A different winter’s tale

A tail of success

1

It was winter in a country town that pretended to be a city.2

The wind whistled and the lightning flashed and the rain beat down on the corrugated roof.

Occasionally a wisp of wind came down the chimney and stirred the blackened wood in the fireplace – until finally there was a last sparkle of red and then nothing – only blackness.

Small comfort

The wind nudged the mother and she tossed restlessly in her sleep – the mother was struggling to survive in a world that at times could be very threatening.

The wind knew that this was such a time. The wind saw and knew everything.

The wind came in through the cracks of the old timber cottage and moved gently through the rooms making sure that all was well.

The wind nudged the boy but the boy did not stir. The boy slept soundly – he was the man of the house – and thus began a winter’s tale.

A different drum

Suddenly, she was awake. The mother could hear the old veranda boards creaking. She lay still and found it hard to breathe. She was afraid to move in case someone outside heard the bed creaking.

Perhaps someone could hear her heart beating? Why did her heart have to beat so loudly?

The mother could not move she was frozen in her bed. The wind knew the mother was feeling colder inside than it was cold outside.

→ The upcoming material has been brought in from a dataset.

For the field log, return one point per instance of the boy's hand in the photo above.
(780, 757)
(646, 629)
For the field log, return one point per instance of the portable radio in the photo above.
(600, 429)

After what seemed like a million years the creaking stopped as suddenly as it had begun. The mother knew the boy would not have heard anything – nothing wakened the boy.

Soon her heart quietened. Perhaps she was still dreaming? Perhaps it was all part of her dream? She rolled over closed her eyes and tried to restart her dream.

Physical reality

There was no more creaking and she started to doze off until the knocking started. Again the mother lay still as her heart kept beat in time with the deliberate knock. She held her breath during the silence when the brass knocker was raised until the brass knocker fell with a thud, then her heart went thud too.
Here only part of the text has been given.